Other states say this mandate violates the Constitution
Simply dubbed the “egg law” in California, Proposition 2, which goes into effect at the beginning of 2015, will mandate that eggs can only be sold if they are hatched by chickens that live in certain cage sizes. These size requirements are larger than what’s typically followed in the industry – basically a space that measures five feet by 12 feet housing no more than 60 chickens at once. This would translate to about one chicken for every square foot when the cage is at capacity.
This law in place in California is getting a lot of flack from other states, which say this mandate violates the Constitution, and will in effect unnecessarily drive up the cost of eggs and cost them much more to ship in their eggs than ever before. They fear this price increase will turn off consumers who will buy fewer eggs from them and bring down their profits. They also fear these laws will have a domino effect, affecting the raising of pigs for bacon, the growing of corn, and so on until everything is held tight under strict regulations. That’s where they feel the violation of the U.S. Constitution comes in.
Those in favor of the law say it’s high time chickens were treated with some respect, citing that it’s inhumane to stuff so many chickens into one confined space. To put it into perspective, that’s like five humans spending their lives in a bathtub. Proponents of this law claim that laying hens slowly go insane over their life times, developing muscle atrophy, bone deterioration and foot lacerations.

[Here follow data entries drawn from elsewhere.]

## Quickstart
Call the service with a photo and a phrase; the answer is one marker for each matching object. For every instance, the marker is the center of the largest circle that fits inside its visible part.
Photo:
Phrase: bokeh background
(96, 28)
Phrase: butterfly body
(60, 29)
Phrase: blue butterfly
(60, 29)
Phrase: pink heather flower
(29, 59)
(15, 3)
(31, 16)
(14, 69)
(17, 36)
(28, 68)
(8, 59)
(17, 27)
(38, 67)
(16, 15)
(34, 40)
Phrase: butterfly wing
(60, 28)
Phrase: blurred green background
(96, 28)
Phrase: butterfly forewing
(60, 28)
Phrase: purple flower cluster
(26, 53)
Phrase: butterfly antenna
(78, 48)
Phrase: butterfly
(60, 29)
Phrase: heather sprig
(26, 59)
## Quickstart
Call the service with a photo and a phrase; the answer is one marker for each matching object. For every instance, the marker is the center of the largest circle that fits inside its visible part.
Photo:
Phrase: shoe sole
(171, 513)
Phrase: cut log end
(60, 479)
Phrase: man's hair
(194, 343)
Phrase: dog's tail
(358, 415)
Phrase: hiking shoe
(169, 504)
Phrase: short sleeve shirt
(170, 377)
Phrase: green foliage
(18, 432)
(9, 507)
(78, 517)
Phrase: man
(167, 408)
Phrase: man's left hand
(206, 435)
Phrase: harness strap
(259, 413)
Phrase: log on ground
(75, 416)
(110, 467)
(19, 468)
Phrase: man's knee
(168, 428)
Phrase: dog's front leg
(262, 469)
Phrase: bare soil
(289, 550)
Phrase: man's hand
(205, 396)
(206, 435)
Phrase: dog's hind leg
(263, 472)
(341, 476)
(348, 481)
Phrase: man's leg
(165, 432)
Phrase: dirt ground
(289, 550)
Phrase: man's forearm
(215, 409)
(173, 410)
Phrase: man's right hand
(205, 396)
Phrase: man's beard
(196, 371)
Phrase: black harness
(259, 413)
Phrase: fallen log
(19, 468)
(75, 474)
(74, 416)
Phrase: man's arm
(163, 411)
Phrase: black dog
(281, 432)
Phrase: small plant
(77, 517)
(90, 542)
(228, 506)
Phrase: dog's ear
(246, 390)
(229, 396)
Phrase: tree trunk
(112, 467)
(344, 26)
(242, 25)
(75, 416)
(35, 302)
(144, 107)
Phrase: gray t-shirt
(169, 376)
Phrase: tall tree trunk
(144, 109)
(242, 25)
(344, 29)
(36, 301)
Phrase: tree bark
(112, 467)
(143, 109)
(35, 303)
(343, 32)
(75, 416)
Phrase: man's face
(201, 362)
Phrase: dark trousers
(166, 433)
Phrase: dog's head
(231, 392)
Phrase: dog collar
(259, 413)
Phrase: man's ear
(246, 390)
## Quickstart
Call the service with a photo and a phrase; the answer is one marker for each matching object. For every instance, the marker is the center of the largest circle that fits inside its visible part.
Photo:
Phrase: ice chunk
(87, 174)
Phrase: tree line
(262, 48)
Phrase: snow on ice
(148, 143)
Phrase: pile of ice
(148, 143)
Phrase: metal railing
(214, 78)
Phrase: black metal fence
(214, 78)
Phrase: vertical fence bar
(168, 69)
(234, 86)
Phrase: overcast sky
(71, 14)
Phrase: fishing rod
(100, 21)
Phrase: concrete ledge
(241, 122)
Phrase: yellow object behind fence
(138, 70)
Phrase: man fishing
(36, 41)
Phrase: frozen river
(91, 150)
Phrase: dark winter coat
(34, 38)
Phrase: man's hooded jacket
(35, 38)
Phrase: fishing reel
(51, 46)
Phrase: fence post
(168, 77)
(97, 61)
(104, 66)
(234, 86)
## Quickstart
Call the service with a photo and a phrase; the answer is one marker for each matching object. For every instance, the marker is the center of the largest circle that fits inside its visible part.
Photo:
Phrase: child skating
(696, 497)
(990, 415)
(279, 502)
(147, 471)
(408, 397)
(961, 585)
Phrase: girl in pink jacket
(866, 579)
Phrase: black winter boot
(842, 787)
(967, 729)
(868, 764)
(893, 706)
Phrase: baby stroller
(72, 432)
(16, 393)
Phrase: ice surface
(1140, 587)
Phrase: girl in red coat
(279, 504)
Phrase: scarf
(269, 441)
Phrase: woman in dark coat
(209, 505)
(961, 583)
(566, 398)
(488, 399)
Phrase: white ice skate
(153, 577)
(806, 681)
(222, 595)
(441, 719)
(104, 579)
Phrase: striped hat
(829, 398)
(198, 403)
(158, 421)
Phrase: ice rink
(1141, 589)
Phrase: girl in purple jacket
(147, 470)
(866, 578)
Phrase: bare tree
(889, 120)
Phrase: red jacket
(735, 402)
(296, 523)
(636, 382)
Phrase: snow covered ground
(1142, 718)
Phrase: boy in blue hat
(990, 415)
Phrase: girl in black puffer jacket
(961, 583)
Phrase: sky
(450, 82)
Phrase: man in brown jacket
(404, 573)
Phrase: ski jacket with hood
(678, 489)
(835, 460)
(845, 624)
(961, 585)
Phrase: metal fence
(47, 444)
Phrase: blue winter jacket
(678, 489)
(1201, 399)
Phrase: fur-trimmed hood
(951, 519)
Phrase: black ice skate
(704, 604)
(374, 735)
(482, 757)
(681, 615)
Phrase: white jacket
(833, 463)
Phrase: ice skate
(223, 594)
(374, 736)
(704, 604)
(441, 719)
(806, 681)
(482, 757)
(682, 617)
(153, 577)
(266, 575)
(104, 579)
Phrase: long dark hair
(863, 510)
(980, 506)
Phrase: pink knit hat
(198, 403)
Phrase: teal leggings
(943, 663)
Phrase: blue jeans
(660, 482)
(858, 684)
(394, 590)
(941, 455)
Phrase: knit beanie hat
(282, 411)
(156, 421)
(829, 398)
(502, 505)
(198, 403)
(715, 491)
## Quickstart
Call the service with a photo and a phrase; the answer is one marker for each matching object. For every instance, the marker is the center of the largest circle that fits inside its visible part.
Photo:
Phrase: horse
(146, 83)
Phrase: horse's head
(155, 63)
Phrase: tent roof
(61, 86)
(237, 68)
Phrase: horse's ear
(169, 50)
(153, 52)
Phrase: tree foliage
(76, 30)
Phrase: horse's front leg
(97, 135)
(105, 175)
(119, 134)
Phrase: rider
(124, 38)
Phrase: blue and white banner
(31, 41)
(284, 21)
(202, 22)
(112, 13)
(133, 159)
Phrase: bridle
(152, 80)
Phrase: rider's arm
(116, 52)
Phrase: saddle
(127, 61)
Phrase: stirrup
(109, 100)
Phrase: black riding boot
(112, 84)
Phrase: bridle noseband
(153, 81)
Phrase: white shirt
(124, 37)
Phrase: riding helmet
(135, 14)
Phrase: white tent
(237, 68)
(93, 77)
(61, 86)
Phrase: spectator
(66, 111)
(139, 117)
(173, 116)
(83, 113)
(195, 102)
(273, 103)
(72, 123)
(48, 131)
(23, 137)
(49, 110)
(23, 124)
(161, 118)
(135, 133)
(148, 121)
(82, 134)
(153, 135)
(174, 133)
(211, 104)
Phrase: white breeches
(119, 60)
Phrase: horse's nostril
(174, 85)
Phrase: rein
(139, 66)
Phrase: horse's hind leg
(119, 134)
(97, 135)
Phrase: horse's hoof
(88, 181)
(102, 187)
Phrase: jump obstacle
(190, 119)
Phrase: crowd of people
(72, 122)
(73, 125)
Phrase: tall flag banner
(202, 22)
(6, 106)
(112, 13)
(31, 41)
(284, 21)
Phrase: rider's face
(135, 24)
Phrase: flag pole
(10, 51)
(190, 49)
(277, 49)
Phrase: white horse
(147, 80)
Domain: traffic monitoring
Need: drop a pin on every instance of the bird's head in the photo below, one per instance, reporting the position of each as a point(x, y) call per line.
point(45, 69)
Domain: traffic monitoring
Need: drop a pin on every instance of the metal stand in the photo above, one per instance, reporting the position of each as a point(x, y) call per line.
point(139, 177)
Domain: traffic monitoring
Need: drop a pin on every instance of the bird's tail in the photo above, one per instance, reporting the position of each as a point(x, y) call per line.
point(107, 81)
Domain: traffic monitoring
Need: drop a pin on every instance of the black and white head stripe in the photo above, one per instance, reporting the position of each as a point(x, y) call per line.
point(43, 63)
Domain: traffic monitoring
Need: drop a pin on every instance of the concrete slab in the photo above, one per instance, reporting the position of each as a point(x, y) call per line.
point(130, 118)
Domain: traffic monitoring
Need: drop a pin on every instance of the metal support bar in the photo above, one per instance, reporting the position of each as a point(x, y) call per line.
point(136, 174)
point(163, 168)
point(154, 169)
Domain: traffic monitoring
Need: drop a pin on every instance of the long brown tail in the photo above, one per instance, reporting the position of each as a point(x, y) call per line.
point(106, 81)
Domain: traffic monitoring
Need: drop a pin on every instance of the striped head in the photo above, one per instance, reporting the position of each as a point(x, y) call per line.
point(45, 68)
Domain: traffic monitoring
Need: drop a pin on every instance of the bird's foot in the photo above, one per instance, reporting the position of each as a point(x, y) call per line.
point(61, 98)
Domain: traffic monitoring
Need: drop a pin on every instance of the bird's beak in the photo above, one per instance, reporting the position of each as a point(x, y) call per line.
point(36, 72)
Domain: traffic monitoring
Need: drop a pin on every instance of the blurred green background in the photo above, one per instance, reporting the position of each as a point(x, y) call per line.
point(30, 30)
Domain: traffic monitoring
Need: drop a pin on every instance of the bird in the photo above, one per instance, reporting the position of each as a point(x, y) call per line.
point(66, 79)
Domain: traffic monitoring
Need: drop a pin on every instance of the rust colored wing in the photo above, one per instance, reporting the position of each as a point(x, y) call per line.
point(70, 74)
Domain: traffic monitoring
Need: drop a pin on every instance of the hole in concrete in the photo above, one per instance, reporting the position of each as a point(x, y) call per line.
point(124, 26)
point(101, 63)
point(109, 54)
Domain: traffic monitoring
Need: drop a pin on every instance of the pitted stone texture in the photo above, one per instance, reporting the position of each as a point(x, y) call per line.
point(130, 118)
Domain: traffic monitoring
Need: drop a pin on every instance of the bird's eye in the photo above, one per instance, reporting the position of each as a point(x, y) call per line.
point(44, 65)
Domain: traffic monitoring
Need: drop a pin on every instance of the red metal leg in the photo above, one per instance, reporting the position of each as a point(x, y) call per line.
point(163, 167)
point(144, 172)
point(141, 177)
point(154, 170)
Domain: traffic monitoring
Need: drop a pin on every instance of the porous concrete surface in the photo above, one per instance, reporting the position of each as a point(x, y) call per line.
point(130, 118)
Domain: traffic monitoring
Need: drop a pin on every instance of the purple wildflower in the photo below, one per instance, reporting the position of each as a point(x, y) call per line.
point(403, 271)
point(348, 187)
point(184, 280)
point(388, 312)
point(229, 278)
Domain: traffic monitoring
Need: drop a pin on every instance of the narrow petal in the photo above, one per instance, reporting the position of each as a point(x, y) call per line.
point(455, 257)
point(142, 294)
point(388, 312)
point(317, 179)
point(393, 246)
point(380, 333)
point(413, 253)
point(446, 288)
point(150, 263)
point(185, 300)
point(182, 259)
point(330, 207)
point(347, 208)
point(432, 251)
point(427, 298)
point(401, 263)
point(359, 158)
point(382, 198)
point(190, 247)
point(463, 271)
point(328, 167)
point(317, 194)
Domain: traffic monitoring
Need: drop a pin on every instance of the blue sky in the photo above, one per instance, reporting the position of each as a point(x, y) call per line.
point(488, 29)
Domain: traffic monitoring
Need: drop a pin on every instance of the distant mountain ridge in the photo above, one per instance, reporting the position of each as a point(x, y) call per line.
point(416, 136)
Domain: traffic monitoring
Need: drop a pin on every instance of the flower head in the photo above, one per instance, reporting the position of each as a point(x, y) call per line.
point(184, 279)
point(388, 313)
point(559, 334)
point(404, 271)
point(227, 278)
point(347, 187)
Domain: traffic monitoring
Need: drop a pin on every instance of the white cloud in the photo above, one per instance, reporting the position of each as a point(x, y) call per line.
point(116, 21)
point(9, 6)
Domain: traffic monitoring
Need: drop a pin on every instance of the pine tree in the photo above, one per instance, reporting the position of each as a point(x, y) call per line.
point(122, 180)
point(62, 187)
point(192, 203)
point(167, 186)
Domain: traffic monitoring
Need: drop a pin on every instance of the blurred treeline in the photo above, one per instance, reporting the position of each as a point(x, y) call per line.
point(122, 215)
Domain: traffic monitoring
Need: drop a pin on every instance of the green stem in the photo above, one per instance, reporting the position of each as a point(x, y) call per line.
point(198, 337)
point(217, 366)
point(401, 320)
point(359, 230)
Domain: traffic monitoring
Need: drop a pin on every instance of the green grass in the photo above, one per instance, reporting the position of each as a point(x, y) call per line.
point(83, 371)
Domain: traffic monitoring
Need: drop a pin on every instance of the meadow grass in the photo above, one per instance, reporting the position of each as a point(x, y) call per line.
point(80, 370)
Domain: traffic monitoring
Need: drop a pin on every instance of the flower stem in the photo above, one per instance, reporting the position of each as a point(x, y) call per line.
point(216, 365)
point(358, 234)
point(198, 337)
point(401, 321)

First off, a little background on Prop 2. Voters in California passed Proposition 2 back in 2008 which prompted a law for chicken cages to double in size so that the chickens could freely stand up, stretch their legs and comfortably lie down if they wanted. The law came with a stipulation of fines and/or 180 days in jail for failure to comply. This forced area states to make a tough decision: spend tens of millions of dollars (or in the case of Missouri, $120 million) to convert their henhouses in compliance with the new law, or curb their egg sales to the state of California. A tough decision indeed, especially since those egg sales translate to big bucks: the Golden State represents the biggest domestic chicken-egg market in the entire country.
What will it mean to me when I hit the grocery store?
While the battle rages on, most people just want to know: what will happen to the cost of eggs in California? What will it mean to me when I hit the grocery store? According to an article appearing in the Journal of Agricultural and Resource Economics in 2010, the people most affected when it comes to the cost of eggs are large households and those with limited income, with the estimated welfare loss to consumers being about $106 million. This will come as a result of higher production costs on the part of hen-laying farms that have to spend millions of dollars just to comply with Prop 2. That’s not to mention the increased labor costs they will also have to shell out. Where else will they offset that additional massive cost than to consumers? Some analysts are saying consumers can expect at least a 20 percent increase in the cost of eggs at the market.